Les attentes des Congolais à l’U.S.-Africa Leaders Summit

Les attentes des Congolais à l’U.S.-Africa Leaders Summit

Washington, capitale des Etats-Unis, accueille du 13 au 15 décembre 2022, U.S.-Africa Leaders Summit ou le Sommet des dirigeants États-Unis-Afrique. L’occasion pour le Président américain Joe Biden d’échanger directement avec des dirigeants africains sur l’établissement de partenariat du 21e siècle ainsi que certains défis les plus urgents au monde, de la pandémie et du changement aux conséquences négatives de l’invasion de l’Ukraine, en passant par les questions touchant la démocratie et le gouvernement, la sécurité, le commerce, l’investissement et le développement. La présence du Chef de l’Etat Congolais Félix Tshisekedi à ce rendez-vous aux Etats-Unis suscite bien des attentes auprès des Congolais.

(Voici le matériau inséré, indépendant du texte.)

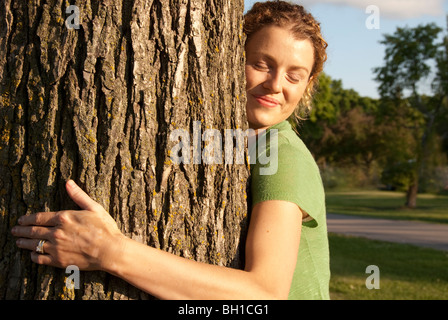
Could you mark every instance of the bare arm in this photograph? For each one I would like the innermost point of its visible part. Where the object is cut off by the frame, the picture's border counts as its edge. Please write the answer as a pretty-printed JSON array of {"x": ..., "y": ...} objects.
[{"x": 89, "y": 239}]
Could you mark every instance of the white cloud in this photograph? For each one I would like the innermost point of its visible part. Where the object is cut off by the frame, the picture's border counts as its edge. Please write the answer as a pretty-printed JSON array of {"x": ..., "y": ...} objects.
[{"x": 395, "y": 9}]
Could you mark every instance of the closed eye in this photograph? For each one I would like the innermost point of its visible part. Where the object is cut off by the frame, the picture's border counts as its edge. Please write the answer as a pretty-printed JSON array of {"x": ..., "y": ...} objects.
[
  {"x": 261, "y": 66},
  {"x": 294, "y": 77}
]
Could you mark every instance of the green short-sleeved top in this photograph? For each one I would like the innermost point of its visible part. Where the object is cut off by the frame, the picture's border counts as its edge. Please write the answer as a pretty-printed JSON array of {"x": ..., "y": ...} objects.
[{"x": 295, "y": 178}]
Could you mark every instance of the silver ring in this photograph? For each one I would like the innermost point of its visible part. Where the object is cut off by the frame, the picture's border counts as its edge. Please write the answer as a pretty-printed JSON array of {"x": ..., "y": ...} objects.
[{"x": 40, "y": 247}]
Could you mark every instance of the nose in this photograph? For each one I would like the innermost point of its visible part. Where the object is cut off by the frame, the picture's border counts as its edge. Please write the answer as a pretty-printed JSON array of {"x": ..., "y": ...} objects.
[{"x": 273, "y": 82}]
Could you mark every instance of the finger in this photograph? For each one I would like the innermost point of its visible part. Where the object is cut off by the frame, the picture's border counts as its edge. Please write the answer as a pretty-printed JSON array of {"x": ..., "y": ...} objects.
[
  {"x": 31, "y": 244},
  {"x": 31, "y": 232},
  {"x": 43, "y": 259},
  {"x": 39, "y": 219},
  {"x": 81, "y": 198}
]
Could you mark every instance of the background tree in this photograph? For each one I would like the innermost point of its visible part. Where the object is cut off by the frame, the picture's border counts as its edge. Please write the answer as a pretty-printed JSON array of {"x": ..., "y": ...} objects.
[
  {"x": 97, "y": 104},
  {"x": 408, "y": 56}
]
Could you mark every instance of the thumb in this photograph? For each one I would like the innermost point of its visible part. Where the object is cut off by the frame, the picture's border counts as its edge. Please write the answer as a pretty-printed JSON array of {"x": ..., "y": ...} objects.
[{"x": 81, "y": 198}]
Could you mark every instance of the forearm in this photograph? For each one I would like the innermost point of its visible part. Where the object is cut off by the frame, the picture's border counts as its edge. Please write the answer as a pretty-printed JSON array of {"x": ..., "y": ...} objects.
[{"x": 168, "y": 276}]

L’arrivée du Républicain, Donald Trump au pouvoir en 2014 avait marqué un coup d’arrêt dans les relations américano-africaines. Durant son magistère, l’ancien président des Etats-Unis n’avait manifesté aucun intérêt pour le continent africain. Une entorse au cours de l’histoire que son successeur, le Démocrate Joe Biden tente de réparer en organisant ce sommet avec les dirigeants africains du 13 au 15 décembre 2022, où sont attendus 49 gouvernements, la Commission de l’Union africaine, la société civile, les entreprises et le secteur privé, les jeunes dirigeants et la Diaspora.

Pour la secrétaire adjointe aux affaires africaines, Molly Phee, ce sera une occasion pour le secrétaire d’Etat, Antony Blinken de « consolider ses relations de travail avec ses pairs et aussi d’approfondir vraiment nos discussions sur des questions prioritaires pour les Africains et pour les Américains ». « Ces questions incluent le changement climatique, la sécurité alimentaire, la sécurité sanitaire », précise-t-elle.

L’intérêt pour la RDC

Ce sommet se tient au moment où la République démocratique du Congo, RDC, est victime de l’agression rwandaise sous couvert du M23. Les Etats-Unis, à l’instar d’autres puissances du monde, n’ont eu de cesse ces derniers temps de dénoncer le soutien du régime de Paul Kagame à ce mouvement étiqueté terroriste par Kinshasa en demandant instamment à Kigali de cesser ce soutien. Et tout le monde n’ignore pas l’influence que peuvent avoir les Etats-Unis sur le Rwanda et sur Kagame son président.

Ainsi pour les Congolais, le moment est opportun pour l’administration américaine d’appuyer comme il faut sur le bouton pour que Paul Kagame s’exécute et que le M23 appuyé tout justement par l’armée rwandaise libère les zones occupées sur le territoire congolais dans la province du Nord-Kivu précisément. Un avis que partagent plusieurs analystes.

Bien que l’U.S.-Africa Leaders Summit soit d’essence multilatérale, les Congolais espèrent que de questions d’intérêts communs entre la RDC et les Etats-Unis seront traités avec la présence à Washington de Félix Tshisekedi et de Joe Biden ainsi que d’autres officiels de deux pays respectifs.

En parallèle, l’influence américaine est aussi attendue au niveau du Conseil de sécurité des Nations-Unies, pour que soit finalement levé les derniers verrous à l’embargo sur les armes qui continuent de peser sur la Rdc et qui l’empêche d’assurer comme il faut sa sécurité, au moment où ses protagonistes sont vantés d’être super équipés en armement.

L’attente du dénouement de préoccupations sécuritaires liées particulièrement à l’agression rwandaise sous couvert du M23, tient au plus haut point l’esprit des Congolais pour le moment, que d’autres questions, liées notamment à la matérialisation des investissements américains tant attendus en Rdc sont renvoyées au second niveau des attentes des Congolais, soutient-t-on encore.

Il sied de signaler que certains Etats africains ne seront pas au rendez-vous. « Par respect pour l’Union africaine, nous n’avons pas invité les gouvernements qui ont été suspendus par l’Union africaine pour coups d’Etat… Concernant les pays que nous n’avons pas invités, il s’agit des pays qui ne sont pas en règle avec l’Union africaine. Cela inclut le Mali, le Soudan, la Guinée et le Burkina Faso (secoués par des coups d’Etat militaires)… nous n’avons pas non plus invité des pays avec lesquels nous n’avons pas de relations diplomatiques, comme l’Erythrée », a annoncé le directeur principal des Affaires africaines Judd Devermont, dans une communication faite tout récemment à cet effet.